How many smartphone manufacturers sell their phones in the UK?
The mobile phone market used to be a pretty linear and limited affair.
As recently as 2007, one in two smartphones sold in the UK was a Nokia. Yet Nokia’s market share had fallen to 6.5 per cent by 2010, and last year, it was below one per cent.
This can partly be attributed to the failure of Nokia’s make-or-break Symbian operating system, which was a poor substitute for Android or iOS.
However, it can also be attributed to the sheer number of smartphone manufacturers in the UK these days.
As 2021 continues where 2020 left off, there’s unprecedented competition in our highly mature market.
So whose products can you buy? And which are the newest smartphone manufacturers in the UK’s phone shops and online retailers?
The old guard
With last year’s sales figures yet to be released, Statista data from 2019 provides a detailed breakdown of the most successful smartphone manufacturers in the UK.

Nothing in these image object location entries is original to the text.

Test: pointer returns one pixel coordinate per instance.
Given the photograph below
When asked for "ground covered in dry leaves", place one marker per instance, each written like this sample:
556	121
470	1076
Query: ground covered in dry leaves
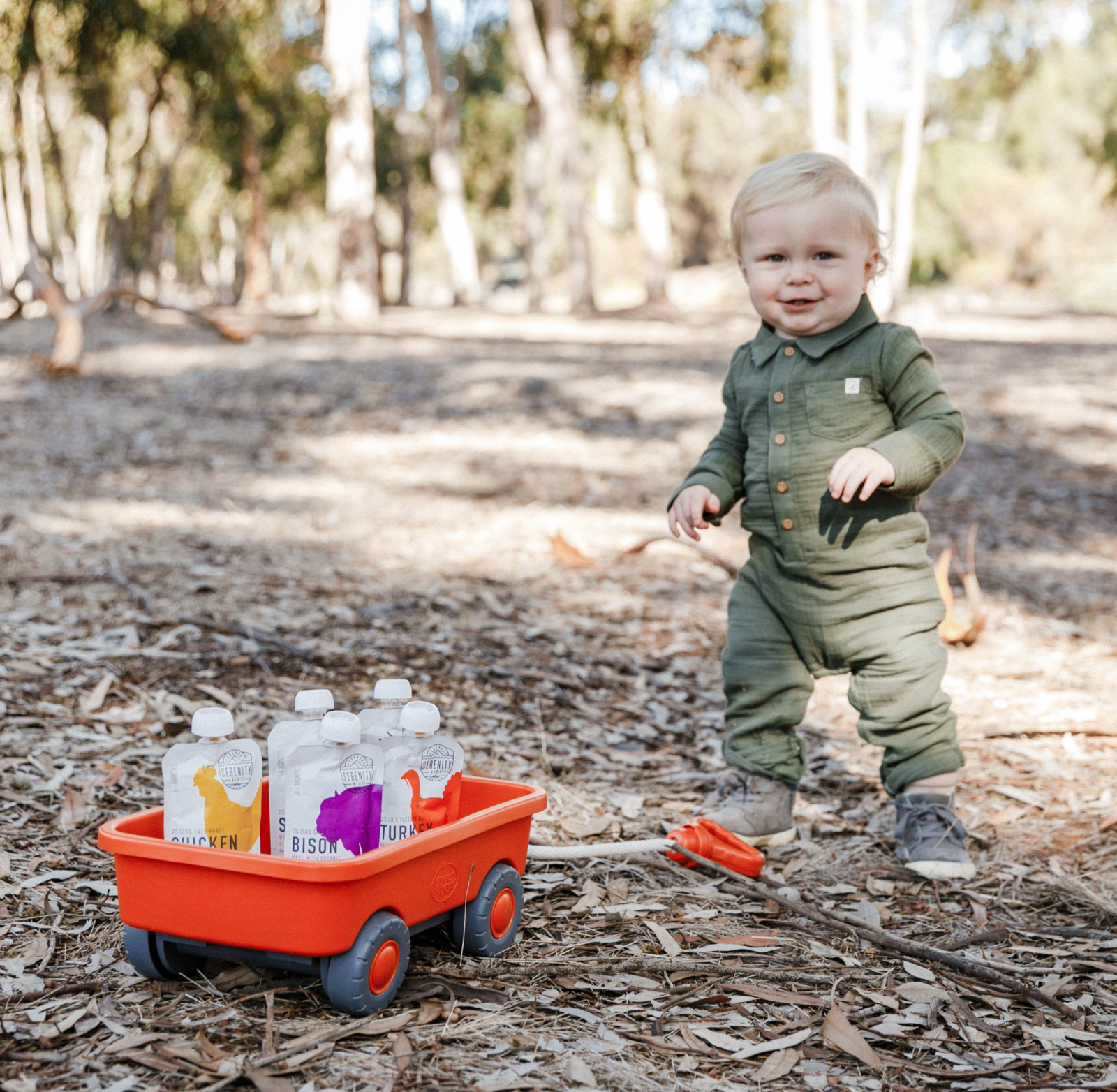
193	522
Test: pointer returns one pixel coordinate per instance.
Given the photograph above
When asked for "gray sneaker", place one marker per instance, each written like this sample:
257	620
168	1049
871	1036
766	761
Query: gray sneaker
933	840
752	806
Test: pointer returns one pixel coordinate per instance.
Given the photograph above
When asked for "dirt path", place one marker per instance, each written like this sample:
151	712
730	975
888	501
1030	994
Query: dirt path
385	503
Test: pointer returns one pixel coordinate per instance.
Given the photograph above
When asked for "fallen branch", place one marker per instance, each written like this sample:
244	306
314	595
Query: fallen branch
884	939
120	292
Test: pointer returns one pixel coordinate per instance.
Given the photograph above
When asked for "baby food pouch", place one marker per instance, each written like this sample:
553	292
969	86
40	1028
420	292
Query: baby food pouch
422	775
283	739
334	793
378	721
214	790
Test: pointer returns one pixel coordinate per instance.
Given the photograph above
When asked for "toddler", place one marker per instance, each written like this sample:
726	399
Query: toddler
835	425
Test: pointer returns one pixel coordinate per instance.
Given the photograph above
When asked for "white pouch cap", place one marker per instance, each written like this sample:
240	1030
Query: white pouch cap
313	700
391	691
212	721
420	718
341	727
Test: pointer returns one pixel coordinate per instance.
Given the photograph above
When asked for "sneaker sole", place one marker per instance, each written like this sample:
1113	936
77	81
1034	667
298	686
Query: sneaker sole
943	870
781	838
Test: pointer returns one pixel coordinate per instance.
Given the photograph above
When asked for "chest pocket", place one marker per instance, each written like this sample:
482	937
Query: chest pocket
846	409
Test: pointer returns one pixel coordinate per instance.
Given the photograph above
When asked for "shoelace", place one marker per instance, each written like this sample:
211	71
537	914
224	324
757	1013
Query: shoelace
930	814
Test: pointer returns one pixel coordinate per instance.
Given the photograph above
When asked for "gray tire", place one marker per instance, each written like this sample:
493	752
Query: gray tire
489	924
140	948
367	978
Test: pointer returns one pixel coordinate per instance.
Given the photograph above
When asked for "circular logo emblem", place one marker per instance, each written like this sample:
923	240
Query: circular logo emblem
357	769
436	763
235	769
444	883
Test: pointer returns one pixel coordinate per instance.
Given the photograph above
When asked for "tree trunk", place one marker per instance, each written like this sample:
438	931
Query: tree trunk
17	212
351	179
824	83
535	220
856	117
572	178
87	198
257	266
446	169
908	181
651	219
405	124
552	80
9	264
70	335
33	156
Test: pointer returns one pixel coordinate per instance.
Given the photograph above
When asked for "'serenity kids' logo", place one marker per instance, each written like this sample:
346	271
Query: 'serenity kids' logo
436	763
357	771
235	769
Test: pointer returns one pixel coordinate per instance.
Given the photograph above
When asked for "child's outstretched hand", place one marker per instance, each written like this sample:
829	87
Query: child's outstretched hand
858	467
690	510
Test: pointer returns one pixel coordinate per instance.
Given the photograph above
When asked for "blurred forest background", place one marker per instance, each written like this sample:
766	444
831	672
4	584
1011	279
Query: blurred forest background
333	156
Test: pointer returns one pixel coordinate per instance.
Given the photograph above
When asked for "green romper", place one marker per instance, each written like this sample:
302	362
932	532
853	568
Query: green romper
831	587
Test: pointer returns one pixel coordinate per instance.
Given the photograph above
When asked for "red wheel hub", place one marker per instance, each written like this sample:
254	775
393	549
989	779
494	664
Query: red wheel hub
383	967
503	913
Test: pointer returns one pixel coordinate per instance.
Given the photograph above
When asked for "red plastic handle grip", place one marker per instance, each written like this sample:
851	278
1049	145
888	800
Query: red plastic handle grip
715	843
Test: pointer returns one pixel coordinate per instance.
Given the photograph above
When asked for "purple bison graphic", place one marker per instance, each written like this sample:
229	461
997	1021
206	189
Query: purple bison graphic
352	818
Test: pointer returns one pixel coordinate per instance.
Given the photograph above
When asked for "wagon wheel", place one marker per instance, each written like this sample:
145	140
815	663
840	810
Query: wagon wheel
156	958
366	978
487	924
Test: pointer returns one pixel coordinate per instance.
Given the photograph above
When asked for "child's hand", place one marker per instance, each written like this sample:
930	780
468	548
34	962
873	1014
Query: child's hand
690	510
857	467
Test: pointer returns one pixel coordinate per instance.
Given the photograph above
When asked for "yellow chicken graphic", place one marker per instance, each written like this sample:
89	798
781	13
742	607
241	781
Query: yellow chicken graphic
228	825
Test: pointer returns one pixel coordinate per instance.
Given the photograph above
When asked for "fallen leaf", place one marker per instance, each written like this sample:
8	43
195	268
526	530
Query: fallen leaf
579	1071
593	894
921	993
916	972
839	1034
670	946
73	812
429	1011
780	996
568	555
35	950
401	1049
776	1065
752	939
776	1045
96	697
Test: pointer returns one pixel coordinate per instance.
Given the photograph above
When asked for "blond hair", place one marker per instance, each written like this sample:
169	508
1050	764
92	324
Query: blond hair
800	178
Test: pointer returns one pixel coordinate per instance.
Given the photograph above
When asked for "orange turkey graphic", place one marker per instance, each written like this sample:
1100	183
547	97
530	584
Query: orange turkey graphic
229	825
428	812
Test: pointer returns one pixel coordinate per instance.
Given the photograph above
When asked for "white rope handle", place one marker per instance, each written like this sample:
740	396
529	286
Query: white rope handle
598	849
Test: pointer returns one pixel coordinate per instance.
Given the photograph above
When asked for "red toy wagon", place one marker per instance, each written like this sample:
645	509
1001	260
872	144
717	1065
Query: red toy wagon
350	922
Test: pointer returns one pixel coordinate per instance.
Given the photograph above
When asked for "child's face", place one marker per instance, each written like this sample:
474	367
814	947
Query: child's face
807	265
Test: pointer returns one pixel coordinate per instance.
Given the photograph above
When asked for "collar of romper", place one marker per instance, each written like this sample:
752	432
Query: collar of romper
768	342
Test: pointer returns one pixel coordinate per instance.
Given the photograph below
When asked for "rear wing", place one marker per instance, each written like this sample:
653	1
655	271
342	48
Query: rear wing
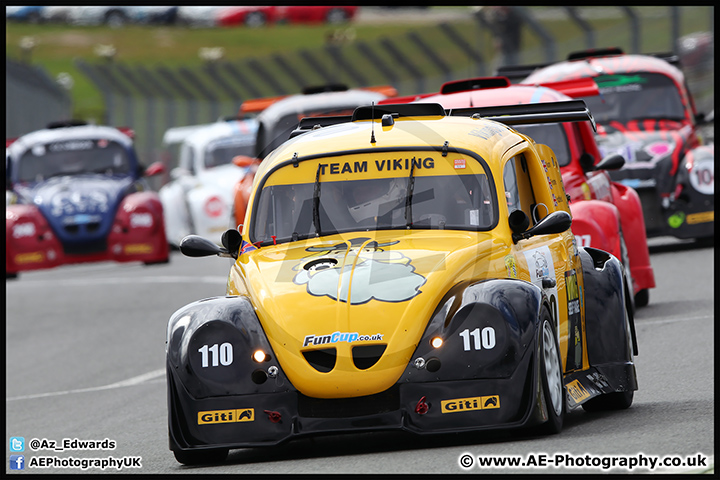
516	73
550	112
523	114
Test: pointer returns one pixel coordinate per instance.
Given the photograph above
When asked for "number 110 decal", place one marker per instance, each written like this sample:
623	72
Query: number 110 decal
217	356
481	339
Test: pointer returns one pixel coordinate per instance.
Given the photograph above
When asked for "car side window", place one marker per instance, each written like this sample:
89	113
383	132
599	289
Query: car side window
518	188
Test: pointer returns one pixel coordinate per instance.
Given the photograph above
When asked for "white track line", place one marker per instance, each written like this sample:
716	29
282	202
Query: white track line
124	383
83	282
639	322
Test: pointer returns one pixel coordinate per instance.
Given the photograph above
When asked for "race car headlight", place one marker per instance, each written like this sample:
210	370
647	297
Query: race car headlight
141	220
260	356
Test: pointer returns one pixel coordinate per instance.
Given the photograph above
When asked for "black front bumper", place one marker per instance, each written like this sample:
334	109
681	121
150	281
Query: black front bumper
242	421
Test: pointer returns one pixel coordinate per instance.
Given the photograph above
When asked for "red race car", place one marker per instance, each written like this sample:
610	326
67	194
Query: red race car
606	214
645	112
76	193
316	14
249	16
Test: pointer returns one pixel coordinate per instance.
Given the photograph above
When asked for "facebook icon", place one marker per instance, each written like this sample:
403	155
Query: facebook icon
17	462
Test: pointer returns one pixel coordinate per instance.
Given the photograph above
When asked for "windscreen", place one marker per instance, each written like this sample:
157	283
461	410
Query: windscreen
73	157
418	198
635	96
222	153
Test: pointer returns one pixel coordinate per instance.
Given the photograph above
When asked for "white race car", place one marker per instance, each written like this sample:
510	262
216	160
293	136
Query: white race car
199	197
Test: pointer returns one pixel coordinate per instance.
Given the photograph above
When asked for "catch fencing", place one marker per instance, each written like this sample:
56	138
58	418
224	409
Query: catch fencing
153	98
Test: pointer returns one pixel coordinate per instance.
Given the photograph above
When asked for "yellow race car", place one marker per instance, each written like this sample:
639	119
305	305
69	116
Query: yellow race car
405	267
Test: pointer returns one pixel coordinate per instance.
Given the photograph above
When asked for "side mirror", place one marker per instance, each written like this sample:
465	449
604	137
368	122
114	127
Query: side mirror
178	172
197	246
231	240
556	222
244	161
705	118
155	168
518	221
613	161
587	162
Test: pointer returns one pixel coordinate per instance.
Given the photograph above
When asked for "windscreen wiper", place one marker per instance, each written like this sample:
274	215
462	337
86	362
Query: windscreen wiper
408	197
316	202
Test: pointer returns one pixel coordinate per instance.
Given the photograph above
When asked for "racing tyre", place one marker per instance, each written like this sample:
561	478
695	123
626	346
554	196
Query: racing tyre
201	457
642	298
551	378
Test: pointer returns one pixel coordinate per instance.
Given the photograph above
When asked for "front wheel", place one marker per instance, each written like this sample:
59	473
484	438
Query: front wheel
551	378
201	457
642	298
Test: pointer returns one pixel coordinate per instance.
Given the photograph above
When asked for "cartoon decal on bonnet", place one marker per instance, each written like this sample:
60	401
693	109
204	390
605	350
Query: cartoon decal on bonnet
364	268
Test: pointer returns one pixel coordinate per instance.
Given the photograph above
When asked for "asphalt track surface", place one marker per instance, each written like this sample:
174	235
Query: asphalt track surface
85	361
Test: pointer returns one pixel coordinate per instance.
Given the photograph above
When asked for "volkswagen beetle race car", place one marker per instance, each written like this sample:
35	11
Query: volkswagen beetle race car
199	197
606	215
401	268
76	193
646	113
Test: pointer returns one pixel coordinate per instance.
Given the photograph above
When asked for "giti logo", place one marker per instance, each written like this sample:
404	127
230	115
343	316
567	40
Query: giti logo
577	391
226	416
466	404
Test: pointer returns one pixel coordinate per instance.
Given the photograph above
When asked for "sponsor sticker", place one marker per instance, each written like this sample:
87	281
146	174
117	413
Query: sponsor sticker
577	392
135	248
467	404
511	266
226	416
336	337
702	217
32	257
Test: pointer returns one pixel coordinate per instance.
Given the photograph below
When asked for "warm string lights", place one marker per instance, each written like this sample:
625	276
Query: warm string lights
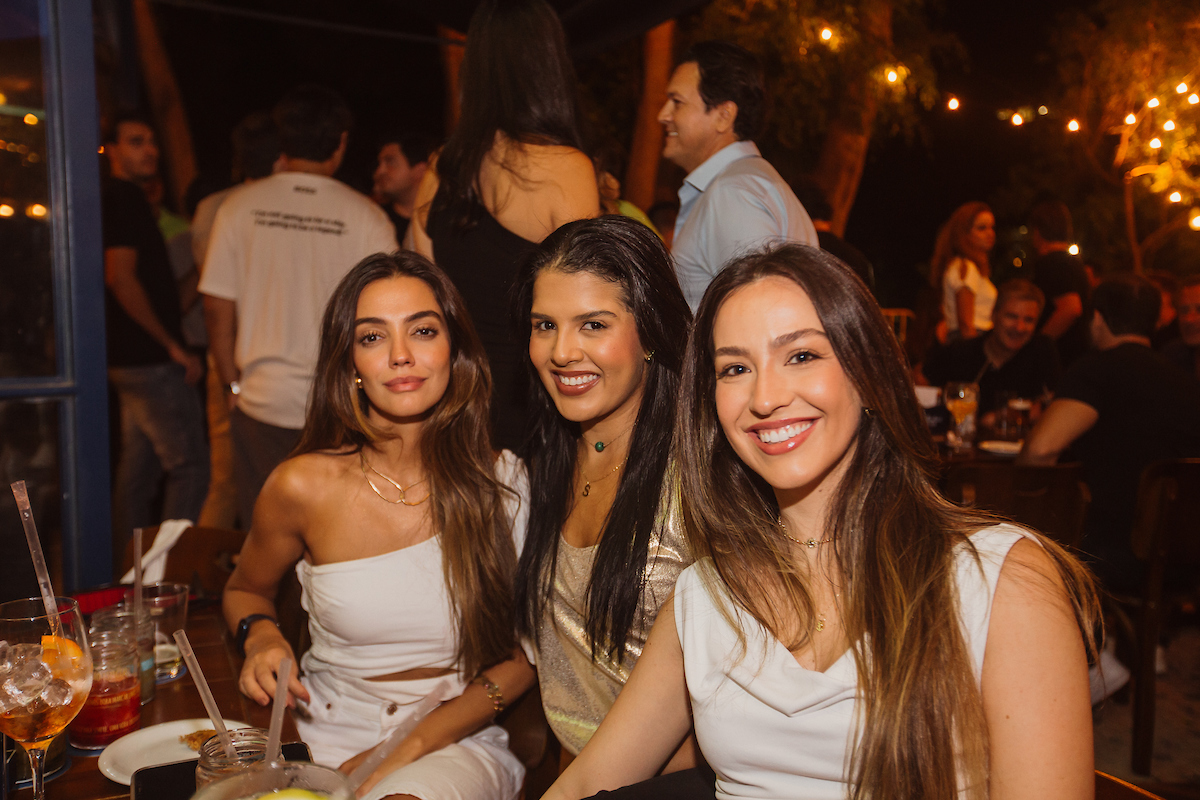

Representing the traditional end of the market are firms like the aforementioned Nokia, Motorola and BlackBerry owners RIM.
It might surprise you to learn that you can still buy a BlackBerry handset in the UK, though we recently previewed their 2021 handset range.
They now run on Android, and their iconic QWERTY keyboards represent the only real point of difference from other manufacturers.
Motorola, another Millennial stalwart, held 1.88 per cent of the UK market in 2019, placing it marginally behind Sony Ericsson on 2.17 per cent.
Sony’s decline has been pronounced, though less dramatic than LG, whose handsets accounted for less than one in 130 sold across the UK in 2019.
Even this was better than the relatively poor 0.47 per cent attributed to HTC, though its range has subsequently expanded to include five handsets.
The big hitters
Few people would deny that Google has made a success of its entry into the smartphone market, but its limited product range means it only held 1.25 per cent of the 2019 UK market.
A different set of challenges has faced Huawei, with controversy about State-level hacking and the absence of Android and Google software hurting its fortunes.
Even so, competitive pricing and some fine handsets helped it secure eight per cent of the UK smartphone market.
Despite becoming the world’s largest smartphone manufacturer in 2020, Huawei’s UK market share is dwarfed by Apple (49 per cent) and Samsung (29 per cent).
Yet their position as the leading smartphone manufacturers in the UK is under threat from the Far East…
The Chinese contingent
You can now buy smartphones from a number of Chinese manufacturers.
These include Xiaomi, Oppo, OnePlus, Vivo and RealMe.
Traditionalists dismiss them as peddling cut-price clones of Western hardware, and it’s true that many of these handsets focus on value rather than advanced specifications.
Yet like Huawei before them, you can expect these well-established (and well-funded) firms to continue eating into the market share of the current industry leaders this year.